Page MenuHomePhabricator

Push dumps.wm.o logs files to stat1002
Closed, ResolvedPublic

Description

Previously an access request now (see title)

Event Timeline

Addshore raised the priority of this task from to Medium.
Addshore updated the task description. (Show Details)
Addshore added a subscriber: Addshore.

The logs are on dataset1001, but we should really be copying them off somewhere else like all apache logs. Do you have access to logs on another host?

I have access to fluorine which contains mediawiki logs and udp2log.
Also the stat / analytics cluster.

Copying to either of those locations IMO would be good.

Well, these should end up on fluorine like everything else. Let me look into how that works (or someone who knows can tell me now).

Id' rather put em on fluorine like the mw apache logs.

I don't think any apache logs end up on fluorine
Well it looks like apache error logs end up on fluorine, but not access logs

Ah I see you are right; well then the rsync is fine.

Change 253594 had a related patch set uploaded (by ArielGlenn):
keep fewer dataset web server logs, add date to filename

https://gerrit.wikimedia.org/r/253594

need to change the file name format for these logs, otherwise it's going ot be very annoying for you on the other end of that rsync. see above patchset.

After looking at the other rsyncs you do (erbium, oxygen), and considering the other syncs the dataset hosts do (datasets downloadable to the public), can datasets push to stat1002 rather than the other way around? We could add that right in the dumps module; the other way, it winds up in the dataset module with the other rsyncs, which doesn't feel clean to me.
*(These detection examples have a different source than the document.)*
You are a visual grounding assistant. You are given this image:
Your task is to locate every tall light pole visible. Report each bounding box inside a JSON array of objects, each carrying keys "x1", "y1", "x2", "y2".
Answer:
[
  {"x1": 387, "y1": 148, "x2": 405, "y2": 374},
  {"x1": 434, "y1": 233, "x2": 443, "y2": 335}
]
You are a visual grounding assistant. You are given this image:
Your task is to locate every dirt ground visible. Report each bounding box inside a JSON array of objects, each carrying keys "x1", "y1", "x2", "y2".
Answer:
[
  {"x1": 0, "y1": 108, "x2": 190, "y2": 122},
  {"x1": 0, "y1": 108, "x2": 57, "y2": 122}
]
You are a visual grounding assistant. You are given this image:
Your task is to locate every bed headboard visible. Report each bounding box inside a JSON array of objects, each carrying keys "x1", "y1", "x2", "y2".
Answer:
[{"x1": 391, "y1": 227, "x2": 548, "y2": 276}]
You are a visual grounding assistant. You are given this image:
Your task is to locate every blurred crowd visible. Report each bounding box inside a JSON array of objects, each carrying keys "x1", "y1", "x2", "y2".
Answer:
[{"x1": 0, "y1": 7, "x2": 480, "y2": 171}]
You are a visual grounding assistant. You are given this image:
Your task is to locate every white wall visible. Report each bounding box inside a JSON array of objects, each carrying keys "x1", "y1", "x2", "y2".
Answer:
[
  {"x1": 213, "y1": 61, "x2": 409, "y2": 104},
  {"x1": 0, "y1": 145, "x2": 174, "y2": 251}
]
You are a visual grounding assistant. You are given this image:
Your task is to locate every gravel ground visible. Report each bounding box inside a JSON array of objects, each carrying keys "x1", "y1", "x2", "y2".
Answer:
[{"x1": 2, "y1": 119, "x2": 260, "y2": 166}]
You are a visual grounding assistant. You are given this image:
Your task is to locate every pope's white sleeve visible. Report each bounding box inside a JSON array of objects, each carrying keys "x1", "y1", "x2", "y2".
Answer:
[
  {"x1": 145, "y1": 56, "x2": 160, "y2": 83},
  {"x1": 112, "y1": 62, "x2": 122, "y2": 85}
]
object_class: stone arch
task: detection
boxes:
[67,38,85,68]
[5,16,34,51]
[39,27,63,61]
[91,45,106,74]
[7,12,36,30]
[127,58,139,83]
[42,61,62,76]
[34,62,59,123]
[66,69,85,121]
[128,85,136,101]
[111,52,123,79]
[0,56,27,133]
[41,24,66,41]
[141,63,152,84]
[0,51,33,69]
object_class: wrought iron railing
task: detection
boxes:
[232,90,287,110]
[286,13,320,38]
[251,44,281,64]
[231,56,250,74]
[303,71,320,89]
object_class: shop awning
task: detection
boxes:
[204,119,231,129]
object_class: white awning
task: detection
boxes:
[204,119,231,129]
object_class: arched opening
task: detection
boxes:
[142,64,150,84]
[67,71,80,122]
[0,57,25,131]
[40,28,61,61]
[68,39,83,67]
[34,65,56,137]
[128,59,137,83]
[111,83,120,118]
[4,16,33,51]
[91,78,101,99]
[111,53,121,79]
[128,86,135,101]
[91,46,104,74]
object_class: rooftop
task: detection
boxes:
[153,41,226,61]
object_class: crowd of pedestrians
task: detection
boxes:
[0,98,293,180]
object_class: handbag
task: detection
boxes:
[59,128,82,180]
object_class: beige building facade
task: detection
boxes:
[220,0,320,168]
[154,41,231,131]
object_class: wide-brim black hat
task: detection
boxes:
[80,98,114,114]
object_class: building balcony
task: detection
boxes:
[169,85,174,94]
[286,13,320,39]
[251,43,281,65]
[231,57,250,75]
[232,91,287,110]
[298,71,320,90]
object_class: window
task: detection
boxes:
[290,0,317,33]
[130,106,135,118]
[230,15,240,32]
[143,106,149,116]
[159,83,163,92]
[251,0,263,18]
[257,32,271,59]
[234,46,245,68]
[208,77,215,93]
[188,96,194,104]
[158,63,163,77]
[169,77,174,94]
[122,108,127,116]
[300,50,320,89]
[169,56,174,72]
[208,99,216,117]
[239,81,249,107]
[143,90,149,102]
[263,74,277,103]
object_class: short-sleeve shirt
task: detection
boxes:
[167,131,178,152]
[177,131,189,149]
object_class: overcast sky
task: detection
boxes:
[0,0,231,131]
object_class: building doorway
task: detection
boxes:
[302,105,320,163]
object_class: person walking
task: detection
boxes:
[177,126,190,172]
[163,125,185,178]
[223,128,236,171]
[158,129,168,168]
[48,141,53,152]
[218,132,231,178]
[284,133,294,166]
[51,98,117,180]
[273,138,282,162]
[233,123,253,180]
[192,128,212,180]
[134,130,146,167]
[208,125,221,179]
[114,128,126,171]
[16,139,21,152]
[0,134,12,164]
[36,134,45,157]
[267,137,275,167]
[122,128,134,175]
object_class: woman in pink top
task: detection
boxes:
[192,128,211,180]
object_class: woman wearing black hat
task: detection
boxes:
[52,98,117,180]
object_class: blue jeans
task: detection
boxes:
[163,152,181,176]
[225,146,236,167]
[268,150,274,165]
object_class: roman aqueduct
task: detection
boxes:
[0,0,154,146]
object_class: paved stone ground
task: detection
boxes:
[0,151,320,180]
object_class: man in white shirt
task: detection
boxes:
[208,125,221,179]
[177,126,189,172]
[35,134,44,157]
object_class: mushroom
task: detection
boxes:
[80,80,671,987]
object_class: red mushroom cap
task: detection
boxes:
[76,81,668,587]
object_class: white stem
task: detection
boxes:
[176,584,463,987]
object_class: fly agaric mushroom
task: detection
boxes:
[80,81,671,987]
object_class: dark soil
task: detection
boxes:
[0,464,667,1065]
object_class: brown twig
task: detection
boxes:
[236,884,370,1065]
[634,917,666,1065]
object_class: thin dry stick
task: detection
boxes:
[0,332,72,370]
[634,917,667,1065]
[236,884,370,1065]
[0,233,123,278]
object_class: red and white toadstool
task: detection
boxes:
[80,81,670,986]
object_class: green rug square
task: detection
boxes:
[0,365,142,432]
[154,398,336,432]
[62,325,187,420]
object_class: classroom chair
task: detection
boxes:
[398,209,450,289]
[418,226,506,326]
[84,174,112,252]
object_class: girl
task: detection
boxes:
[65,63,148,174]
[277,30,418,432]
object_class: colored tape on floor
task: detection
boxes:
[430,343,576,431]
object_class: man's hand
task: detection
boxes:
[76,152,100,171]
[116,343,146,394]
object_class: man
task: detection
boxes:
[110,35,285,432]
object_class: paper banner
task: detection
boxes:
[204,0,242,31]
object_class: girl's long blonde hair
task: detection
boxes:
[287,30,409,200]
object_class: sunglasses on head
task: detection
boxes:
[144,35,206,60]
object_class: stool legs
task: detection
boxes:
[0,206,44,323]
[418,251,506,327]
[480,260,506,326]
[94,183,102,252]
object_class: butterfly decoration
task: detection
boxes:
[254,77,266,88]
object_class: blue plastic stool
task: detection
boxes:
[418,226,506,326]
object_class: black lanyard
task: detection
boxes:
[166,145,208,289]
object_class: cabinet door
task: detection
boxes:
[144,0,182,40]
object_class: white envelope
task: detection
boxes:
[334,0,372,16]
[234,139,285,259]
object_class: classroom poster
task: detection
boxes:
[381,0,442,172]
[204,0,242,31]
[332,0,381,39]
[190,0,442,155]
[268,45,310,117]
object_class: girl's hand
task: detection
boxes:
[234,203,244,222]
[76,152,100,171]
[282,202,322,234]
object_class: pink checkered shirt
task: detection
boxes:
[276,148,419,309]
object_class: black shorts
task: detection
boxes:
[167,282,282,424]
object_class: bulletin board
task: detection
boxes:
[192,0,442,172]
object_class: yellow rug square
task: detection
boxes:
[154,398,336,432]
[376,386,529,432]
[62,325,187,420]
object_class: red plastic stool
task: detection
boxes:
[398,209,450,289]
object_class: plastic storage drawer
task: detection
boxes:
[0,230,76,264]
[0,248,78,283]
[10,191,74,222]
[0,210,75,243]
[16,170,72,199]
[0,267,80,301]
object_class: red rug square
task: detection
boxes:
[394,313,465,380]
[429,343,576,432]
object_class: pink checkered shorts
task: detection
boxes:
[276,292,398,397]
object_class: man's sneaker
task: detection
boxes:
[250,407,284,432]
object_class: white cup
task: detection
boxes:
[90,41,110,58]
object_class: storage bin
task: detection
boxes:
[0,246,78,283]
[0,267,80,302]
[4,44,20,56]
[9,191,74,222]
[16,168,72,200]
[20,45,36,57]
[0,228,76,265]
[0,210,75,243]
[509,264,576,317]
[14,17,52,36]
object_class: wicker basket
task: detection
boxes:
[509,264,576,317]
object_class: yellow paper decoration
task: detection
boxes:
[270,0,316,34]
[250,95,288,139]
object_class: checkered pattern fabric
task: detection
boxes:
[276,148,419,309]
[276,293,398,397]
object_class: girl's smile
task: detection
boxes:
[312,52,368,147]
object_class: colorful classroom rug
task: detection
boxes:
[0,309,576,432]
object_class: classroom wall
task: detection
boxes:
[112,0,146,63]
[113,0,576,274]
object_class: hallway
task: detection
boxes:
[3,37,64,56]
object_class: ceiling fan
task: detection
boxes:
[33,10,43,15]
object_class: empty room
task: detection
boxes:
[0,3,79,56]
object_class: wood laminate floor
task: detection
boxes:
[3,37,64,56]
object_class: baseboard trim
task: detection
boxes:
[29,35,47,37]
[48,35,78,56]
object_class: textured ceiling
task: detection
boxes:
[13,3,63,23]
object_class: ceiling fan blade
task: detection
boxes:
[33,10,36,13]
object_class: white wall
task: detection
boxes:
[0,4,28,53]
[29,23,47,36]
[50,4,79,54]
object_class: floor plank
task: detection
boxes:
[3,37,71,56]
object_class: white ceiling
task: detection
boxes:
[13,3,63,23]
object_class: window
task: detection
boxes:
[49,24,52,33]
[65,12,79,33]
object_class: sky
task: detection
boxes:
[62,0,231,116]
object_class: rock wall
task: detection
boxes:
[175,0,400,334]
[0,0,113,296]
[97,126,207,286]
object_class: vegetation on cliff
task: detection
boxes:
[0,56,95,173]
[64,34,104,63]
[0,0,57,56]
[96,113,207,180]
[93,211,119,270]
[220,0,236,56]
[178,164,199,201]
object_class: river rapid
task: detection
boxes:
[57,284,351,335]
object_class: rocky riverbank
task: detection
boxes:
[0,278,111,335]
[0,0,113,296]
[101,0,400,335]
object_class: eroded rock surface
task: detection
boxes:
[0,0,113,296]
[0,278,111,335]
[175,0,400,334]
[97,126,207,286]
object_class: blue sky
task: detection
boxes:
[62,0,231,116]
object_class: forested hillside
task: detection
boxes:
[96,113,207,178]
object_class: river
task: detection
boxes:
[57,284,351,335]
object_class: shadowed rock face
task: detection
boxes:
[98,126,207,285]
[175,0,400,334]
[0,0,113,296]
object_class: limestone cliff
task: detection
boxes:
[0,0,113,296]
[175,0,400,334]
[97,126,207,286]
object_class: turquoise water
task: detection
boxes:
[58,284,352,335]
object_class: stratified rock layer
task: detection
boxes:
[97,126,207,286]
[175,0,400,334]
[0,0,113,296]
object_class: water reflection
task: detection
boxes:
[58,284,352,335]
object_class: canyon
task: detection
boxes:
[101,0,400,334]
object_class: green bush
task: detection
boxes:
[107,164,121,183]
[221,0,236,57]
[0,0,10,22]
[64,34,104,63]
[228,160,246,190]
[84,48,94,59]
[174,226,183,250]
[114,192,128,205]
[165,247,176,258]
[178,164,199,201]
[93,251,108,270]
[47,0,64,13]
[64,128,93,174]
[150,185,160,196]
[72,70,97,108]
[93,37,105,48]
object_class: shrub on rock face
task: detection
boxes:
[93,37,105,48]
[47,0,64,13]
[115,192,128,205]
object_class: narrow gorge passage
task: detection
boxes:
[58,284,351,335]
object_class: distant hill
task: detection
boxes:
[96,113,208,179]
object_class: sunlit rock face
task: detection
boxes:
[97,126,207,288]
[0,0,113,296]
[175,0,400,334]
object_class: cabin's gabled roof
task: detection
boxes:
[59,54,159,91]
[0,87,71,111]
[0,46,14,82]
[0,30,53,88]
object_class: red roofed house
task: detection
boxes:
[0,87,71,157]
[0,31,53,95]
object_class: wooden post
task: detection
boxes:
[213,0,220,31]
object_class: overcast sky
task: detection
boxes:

Also, if you wind up doing this for logs on any other hosts, auth/rsyncd config is centralized on your end instead of spread out on the other hosts.

I am fine with doing it either way :)
Someone from the analytics team may also have an opinion though!

Addshore renamed this task from Requesting access to dataset-admins for Addshore to Push dumps.wm.o logs files to stat1002.Nov 19 2015, 2:00 PM
Addshore updated the task description. (Show Details)
Addshore removed a project: SRE-Access-Requests.

Changed the title and remove access requests per the discussion here

since no one from analytics noticed (silence = consent) I'll go ahead and do this the way described above.

Change 253594 merged by ArielGlenn:
keep fewer dataset web server logs, add date to filename

https://gerrit.wikimedia.org/r/253594

Any ETA on when we could start the rsync @ArielGlenn ?

Really? The bot didn't add the changeset to this ticket? Well it's this: https://gerrit.wikimedia.org/r/#/c/268129/ for the class, needs some cleanup and then to be called with the right destination. Where should they land exactly?

Hey sorry, I don't think I've seen this ticket before, hence the silence! I just commented on change about pull vs. push.

After a ridiculous amount of help from @Ottomata (thank you!) this is now live, and a manual run of the cron job from the command line worked as expected, so closing.

By the looks of things this should be live but I don't see the logs in the location!

/a/log/webrequest/archive/dumps.wikimedia.org on stat1002 is full of them. Are you looking in the right place?

Ahh there you go! I was looking in the wrong place!!!!!!